図5は本発明のさらに他の実施の形態を示すバンドストップフィルタを備えるDC−DCコンバータの模式図である。出力インダクタンス4を利用してこの出力インダクタンス4にパラレルにチップキャパシタC3を接続してバンドストップフィルタ33を構成する。
【0013】
図6は本発明のまたさらに他の実施の形態を示すバンドストップフィルタを備えるDC−DCコンバータの模式図である。出力キャパシタ5を利用し、この出力キャパシタ5にシリーズに回路基板1上にインダクタンスL4のパターンを銅などの配線材で形成してバンドストップフィルタ34を構成する。
図7、図8はDC−DCコンバータを構成する半導体ICチップ上にバンドストップフィルタを形成するオンチップフィルタとして構成する回路例である。
図7は本発明の別の実施の形態を示すバンドストップフィルタを備えるDC−DCコンバータの回路図であり、バンドストップフィルタとしてのパラレルフィルタ35を半導体ICチップ上に形成し、パラレルフィルタ35から出力インダクタンス4に接続するものである。
図8は本発明のさらに別の実施の形態を示すバンドストップフィルタを備えるDC−DCコンバータの回路図であり、バンドストップフィルタ3としてのシリーズフィルタ36を半導体ICチップ上に形成し、シリーズフィルタ36の両端からローパスフィルタに接続するものである。前述したようにストップバンドフィルタの周波数域は数十MHz〜数百MHzと比較的高周波であるため、通常の半導体プロセスを用いてバンドストップフィルタ3のインダクタンスL、キャパシタCを共に半導体ICチップ上に作り込むことができる。また、これらのいずれか一方を半導体ICチップ上に形成し、他方を回路基板上に形成することもできる。例えば、キャパシタC7を半導体ICチップ上に形成し、インダクタンスLは回路基板上に例えば銅などの配線材を用いて形成することでもよく、ボンドワイヤの寄生インダクタンスを利用することでもよい。図9はこの場合の実施の形態を示す回路図であり、DC−DCコンバータ1を構成する半導体ICチップ上に形成したキャパシタC7を出力インダクタンス4(回路基板10上に形成)に接続するものである。
【0014】
さらに、図10は出力キャパシタの等価回路である。

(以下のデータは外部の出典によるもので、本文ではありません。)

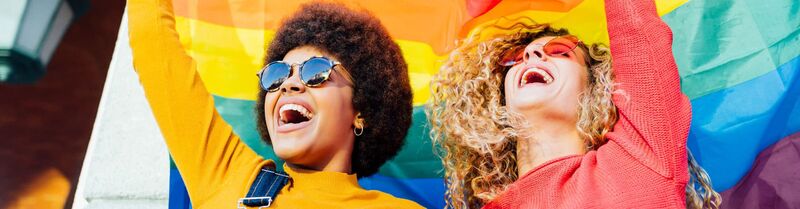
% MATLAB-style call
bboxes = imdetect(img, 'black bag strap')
[237,166,290,209]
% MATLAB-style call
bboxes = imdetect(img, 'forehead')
[283,46,339,63]
[529,36,556,46]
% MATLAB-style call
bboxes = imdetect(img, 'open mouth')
[519,67,553,86]
[278,104,314,125]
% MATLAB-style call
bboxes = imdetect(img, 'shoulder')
[366,190,424,209]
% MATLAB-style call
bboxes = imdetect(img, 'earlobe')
[353,113,364,136]
[353,113,365,129]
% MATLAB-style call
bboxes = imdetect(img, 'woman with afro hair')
[430,0,720,208]
[128,0,421,209]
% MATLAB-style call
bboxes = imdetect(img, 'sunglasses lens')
[260,62,292,92]
[500,45,525,67]
[300,57,333,86]
[542,36,578,56]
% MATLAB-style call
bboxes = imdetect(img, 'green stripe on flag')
[664,0,800,99]
[214,95,283,170]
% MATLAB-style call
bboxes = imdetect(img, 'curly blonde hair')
[427,23,720,208]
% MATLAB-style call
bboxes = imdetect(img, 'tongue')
[282,110,309,123]
[525,73,547,84]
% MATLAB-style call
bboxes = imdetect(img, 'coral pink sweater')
[484,0,691,208]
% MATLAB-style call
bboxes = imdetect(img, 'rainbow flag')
[164,0,800,208]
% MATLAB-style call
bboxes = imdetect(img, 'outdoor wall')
[73,11,169,209]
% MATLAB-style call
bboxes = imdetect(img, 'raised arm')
[128,0,262,201]
[605,0,692,177]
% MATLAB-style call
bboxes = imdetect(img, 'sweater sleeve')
[605,0,691,178]
[128,0,263,202]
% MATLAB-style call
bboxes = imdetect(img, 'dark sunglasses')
[500,35,581,67]
[256,56,341,92]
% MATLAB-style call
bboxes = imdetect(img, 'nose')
[522,44,548,63]
[280,66,306,94]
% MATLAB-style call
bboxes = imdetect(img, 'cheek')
[500,68,518,101]
[313,88,355,131]
[264,93,278,125]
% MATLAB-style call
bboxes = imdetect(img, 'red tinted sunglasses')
[500,35,581,67]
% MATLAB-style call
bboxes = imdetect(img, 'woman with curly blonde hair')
[429,1,720,208]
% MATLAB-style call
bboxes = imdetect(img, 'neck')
[286,136,353,174]
[517,118,586,176]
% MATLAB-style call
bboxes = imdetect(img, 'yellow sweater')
[128,0,421,209]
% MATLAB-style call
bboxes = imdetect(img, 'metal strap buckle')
[236,197,272,209]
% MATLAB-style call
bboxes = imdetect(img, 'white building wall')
[73,9,169,209]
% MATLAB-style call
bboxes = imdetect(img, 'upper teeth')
[279,104,314,119]
[520,67,553,85]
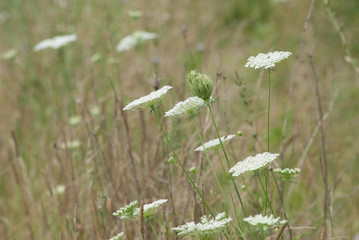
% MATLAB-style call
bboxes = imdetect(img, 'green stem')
[151,107,215,217]
[193,118,246,239]
[134,221,143,240]
[207,104,247,217]
[258,172,274,215]
[149,221,159,240]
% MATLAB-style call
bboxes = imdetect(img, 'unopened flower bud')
[187,70,213,101]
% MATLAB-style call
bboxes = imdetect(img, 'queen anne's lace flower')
[243,214,282,230]
[245,51,292,69]
[109,232,123,240]
[34,34,77,52]
[195,135,236,151]
[173,212,232,239]
[113,199,168,220]
[229,152,279,176]
[273,168,300,176]
[116,31,157,52]
[165,97,205,117]
[123,86,172,110]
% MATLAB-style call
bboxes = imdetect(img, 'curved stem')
[149,221,159,240]
[193,118,246,239]
[207,104,247,217]
[151,108,215,217]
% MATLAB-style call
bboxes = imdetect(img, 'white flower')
[273,168,300,177]
[109,232,123,240]
[116,31,157,52]
[113,199,168,220]
[34,34,77,52]
[123,86,172,110]
[245,51,292,69]
[173,212,232,239]
[229,152,279,176]
[195,135,236,151]
[60,140,81,149]
[165,97,205,117]
[243,214,281,230]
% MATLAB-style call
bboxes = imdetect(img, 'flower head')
[245,51,292,69]
[195,135,236,151]
[34,34,77,52]
[273,168,301,182]
[116,31,157,52]
[243,214,282,230]
[173,212,232,239]
[187,70,213,101]
[113,199,168,220]
[165,97,205,117]
[112,200,140,220]
[123,86,172,110]
[229,152,279,176]
[109,232,123,240]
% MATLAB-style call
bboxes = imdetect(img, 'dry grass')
[0,0,359,240]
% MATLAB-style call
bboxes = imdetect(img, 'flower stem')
[149,221,159,240]
[207,104,247,217]
[151,108,215,217]
[193,118,245,236]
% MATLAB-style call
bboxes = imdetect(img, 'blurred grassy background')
[0,0,359,239]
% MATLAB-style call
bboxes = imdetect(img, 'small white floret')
[245,51,292,69]
[34,34,77,52]
[195,135,236,151]
[229,152,279,176]
[173,212,232,239]
[243,214,280,230]
[116,31,157,52]
[123,86,172,110]
[165,97,205,117]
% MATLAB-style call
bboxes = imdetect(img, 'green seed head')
[187,70,213,101]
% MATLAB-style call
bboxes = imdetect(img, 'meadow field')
[0,0,359,240]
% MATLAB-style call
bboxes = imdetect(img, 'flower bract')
[245,51,292,69]
[123,86,172,110]
[229,152,279,176]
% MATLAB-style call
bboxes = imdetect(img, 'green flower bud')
[168,157,176,164]
[189,167,197,174]
[187,70,213,101]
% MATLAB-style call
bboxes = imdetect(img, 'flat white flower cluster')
[229,152,279,176]
[123,86,172,110]
[195,135,236,151]
[243,214,282,230]
[109,232,123,240]
[34,34,77,52]
[165,97,205,117]
[173,212,232,239]
[245,51,292,69]
[273,168,301,176]
[116,31,157,52]
[112,199,168,220]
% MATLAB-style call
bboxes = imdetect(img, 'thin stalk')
[134,221,143,240]
[149,221,159,240]
[207,104,247,217]
[152,108,215,217]
[193,118,246,239]
[258,175,275,215]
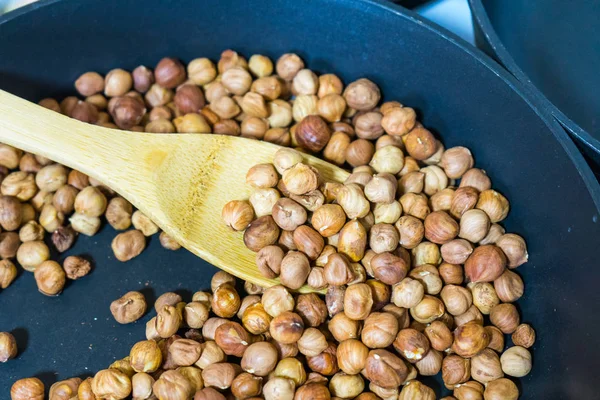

ここに示すように、DC−DCコンバータの出力部に設けられる出力キャパシタは、キャパシタンスCaに直列に等価直列抵抗Raが接続され、寄生インダクタンスからなる等価直列インダクタンスLaが直列に接続される。出力キャパシタはローパスフィルタの一部として、DC−DCコンバータの出力部と接地(GND)間に設けられるので、これらの値がバンドストップフィルタ3の性能、送信周波数バンドと受信周波数バンドとの差の周波数域、例えば上述した場合の共振周波数150MHzに合致していれば、そのままでもバンドストップフィルタとして適用することが可能である。実際にはそうなっていないであろうから、キャパシタの選定もしくは製造において、この等価直列インダクタンスLaをバンドストップフィルタ3の性能に合致するよう調整して製造したものを用いればよいことになる。この場合はバンドストップフィルタの電子部品を追加する必要がないので、基板の面積も増えず、コストもほとんど増えず有効である。また、この出力キャパシタの直列等価インダクタンスの値が小さい場合には、銅などの基板配線材でインダクタンスを回路基板上に追加し形成することでバンドストップフィルタを構成することが可能である。また、インダクタンスLはICのパッケージングで使用されるボンドワイヤで構成することも可能である。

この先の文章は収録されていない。